I want Biden to be good at the job of persuasion, especially now, amid the open flouting of democracy. Candidates proudly say they won't abide by the results of an election if they don't win--and they get more popular after saying it. We face a defining moment.
Lawrence DiCara attended that same class by Professor Neustadt. He has had a brilliant, and early, career in politics. He was elected to the Boston City Council shortly after finishing college and served on it for ten years. As a City Councilor he helped shape the development of Quincy Market, Copley Place, and the Charlestown Navy Yard. Boston is a very different and better place than it was back in the 1970s. DiCara has been intimately involved with development that shaped Boston's restoration into one of America's great and successful cities.

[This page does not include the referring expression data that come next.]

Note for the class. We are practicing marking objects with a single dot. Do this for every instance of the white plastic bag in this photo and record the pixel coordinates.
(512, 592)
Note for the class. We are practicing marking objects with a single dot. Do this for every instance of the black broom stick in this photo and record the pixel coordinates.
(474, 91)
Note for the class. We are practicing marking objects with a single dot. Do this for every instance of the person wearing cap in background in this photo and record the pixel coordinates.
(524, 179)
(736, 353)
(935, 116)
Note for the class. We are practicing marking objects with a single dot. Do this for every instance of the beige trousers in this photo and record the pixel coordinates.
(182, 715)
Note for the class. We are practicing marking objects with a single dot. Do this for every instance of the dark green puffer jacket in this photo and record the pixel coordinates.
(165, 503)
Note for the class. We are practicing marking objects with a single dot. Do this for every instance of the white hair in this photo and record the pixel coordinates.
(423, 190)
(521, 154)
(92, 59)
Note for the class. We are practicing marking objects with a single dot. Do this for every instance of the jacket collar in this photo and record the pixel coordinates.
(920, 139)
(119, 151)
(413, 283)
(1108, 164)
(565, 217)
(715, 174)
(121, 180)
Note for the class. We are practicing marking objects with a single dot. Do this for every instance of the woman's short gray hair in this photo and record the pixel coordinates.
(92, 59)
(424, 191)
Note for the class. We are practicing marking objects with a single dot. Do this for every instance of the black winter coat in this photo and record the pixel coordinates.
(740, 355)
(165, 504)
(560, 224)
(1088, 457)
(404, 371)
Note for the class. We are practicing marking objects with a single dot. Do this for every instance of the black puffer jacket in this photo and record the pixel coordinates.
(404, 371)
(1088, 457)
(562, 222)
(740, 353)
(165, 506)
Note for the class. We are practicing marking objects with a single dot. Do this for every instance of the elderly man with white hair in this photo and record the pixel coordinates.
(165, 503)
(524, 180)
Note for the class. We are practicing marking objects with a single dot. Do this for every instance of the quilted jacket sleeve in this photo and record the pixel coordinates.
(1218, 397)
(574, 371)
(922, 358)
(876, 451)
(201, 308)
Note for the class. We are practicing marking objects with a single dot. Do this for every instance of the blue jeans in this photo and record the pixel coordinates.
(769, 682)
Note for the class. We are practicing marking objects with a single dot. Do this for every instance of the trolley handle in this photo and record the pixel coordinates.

Guest Post by Lawrence DiCara
“The power of the president is the power to persuade.” That sentence was added to the lexicon of American political science by Richard Neustadt, a diminutive fun-loving professor; some of us dared to take his course as Harvard freshmen!
His head section person, Doris Kearns Goodwin, had just gone to Washington to work for Lyndon Johnson. His student Graham Allison was all but finished with his doctoral dissertation on the Cuban Missile Crisis.
Neustadt had watched Roosevelt as a young man, worked in the Truman White House, and then he put together a bible for the Kennedy administration. The book has a position of honor in my bookcase at home. I believe that what he wrote over 60 years ago is as true today as it was then.
The president doesn’t act alone. The president’s power comes from the ability to persuade the people he needs to cooperate and act. These include the House, the Senate, the bureaucracy, and ultimately the American people. Is that not what Theodore Roosevelt spoke of as the bully pulpit? The President is not a glorified clerk. It is a position of true leadership and Dick Neustadt was in the background giving guidance to many political leaders over a period of decades with that in mind.
John Kennedy’s famous speech at the commencement at American University in June of 1963, the so called Pax Americana Speech, set the stage for the passage of the Nuclear Test Ban Treaty a few months later. The treaty was supported by Republicans and Democrats. He was able to persuade each of them, and the American people, that we had to take a step back from the nuclear brinksmanship we had seen the fall prior.
Not only did I take Gov 154 in the fall of 1967, I later took a course at the Kennedy School when I was a graduate student. As part of that class Richard Neustadt dissected our writing. I still write the way he taught me. He was emphatic that Truman, for whom he had worked, would nearly exclusively use words with Teutonic origins. Kennedy – who was educated at some of the nation’s best schools - used words which had Greek and Latin origins.
Neustadt persuaded me to shorten my sentences. His lessons on presidential leadership persuaded thousands of people who became leaders in our nation and our world.